We heuristically identify examples where a concept is initially referred to (i.e., mentioned) with a noun phrase in an utterance i and is re-mentioned in a later utterance j with a more concise referring expression. Each such example may also include intermediate re-mentions, meaning that the re-mention in utterance j is not the first re-mention. Therefore, each reference chain can provide multiple demonstrations. This is important because it shows to the model that the desired behavior is not only in the first re-mention, but persists over the entire reference chain.

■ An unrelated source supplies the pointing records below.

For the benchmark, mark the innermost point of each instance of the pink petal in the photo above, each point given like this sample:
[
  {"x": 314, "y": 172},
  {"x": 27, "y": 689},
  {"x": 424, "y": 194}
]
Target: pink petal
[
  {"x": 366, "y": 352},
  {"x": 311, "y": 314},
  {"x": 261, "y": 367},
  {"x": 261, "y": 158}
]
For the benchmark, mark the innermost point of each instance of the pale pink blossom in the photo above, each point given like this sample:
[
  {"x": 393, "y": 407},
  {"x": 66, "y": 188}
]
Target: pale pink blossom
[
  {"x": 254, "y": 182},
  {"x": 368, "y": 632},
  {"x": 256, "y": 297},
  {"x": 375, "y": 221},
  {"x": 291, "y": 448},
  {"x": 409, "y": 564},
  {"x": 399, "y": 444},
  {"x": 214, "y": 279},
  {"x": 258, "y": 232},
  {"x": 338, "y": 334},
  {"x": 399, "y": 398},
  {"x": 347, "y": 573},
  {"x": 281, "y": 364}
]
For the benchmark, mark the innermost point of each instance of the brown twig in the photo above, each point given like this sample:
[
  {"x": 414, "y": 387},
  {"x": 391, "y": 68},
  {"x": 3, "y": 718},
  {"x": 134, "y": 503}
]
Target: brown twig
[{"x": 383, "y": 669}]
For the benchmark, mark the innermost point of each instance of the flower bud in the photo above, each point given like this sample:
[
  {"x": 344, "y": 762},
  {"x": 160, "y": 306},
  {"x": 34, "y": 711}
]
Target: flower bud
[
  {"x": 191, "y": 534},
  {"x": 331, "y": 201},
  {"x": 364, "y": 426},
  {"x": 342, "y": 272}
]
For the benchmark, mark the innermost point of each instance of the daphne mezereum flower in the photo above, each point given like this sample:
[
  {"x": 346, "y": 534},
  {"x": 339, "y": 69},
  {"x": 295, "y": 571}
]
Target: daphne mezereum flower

We use this data to construct triples of (x, yw, yl), where x is the conversational context (i.e., the history of the interaction), yw is the preferred continuation, and yl is the dis-preferred continuation. We set x to be the conversation history until a reference, and yw and yl to represent desired and undesired utterance to contain the reference. We create two types of preference pairs. The first type is a demonstration of the observed convention behavior. We set yw to be the observed re-mention text, which reflects convention formation, and yl to use the more verbose first-mention text as the re-mention. This aims to suppress the behavior of simply repeating mentions verbatim, and encourage adjusting them as expected when conventions can be formed. The second type aims to preserve how the first mentions are generated, because the model must avoid a faux conventionalization behavior in the first mention, where it has no shared common ground. We set yw to the original first mention, and yl to the conventionalized re-mention that was observed in utterance j. We extract the first type of pairs from reference chains of at least two re-mentions, to better demonstrate the convention formation process. For the second type, we extract from reference chains of at least one re-mention. We process 2,000 TV scripts from Chen et al. (2022), and the total numbers of extracted first and second types of pairs are 11,106 and 10,135 respectively.
Adding Mention Planning Tokens We further modify the preference pairs to explicitly reflect the distinction between mentions and re-mentions using a special token: re-mentions are preceded by a [remention] token. We expect this explicit marking to allow the model to better separate its treatment of initial and later mentions. This separation could allow the model to develop convention formation skills, without hurting how initial mentions are generated. Beyond adding the new token to existing preference pairs where appropriate, we also create new preference pairs focused on training the model to use this token. We add triplets (x, yw, yl), where if yw captures a re-mention, then yw contains the corresponding planning token and yl does not. Conversely, if yw captures a first-mention, then yw does not contain the planning token and yl contains a misplaced planning token preceding the first-mention. Empirically, we observe the planning token to help (Section 6). Figure 9 in Appendix E.1 shows an example training instance.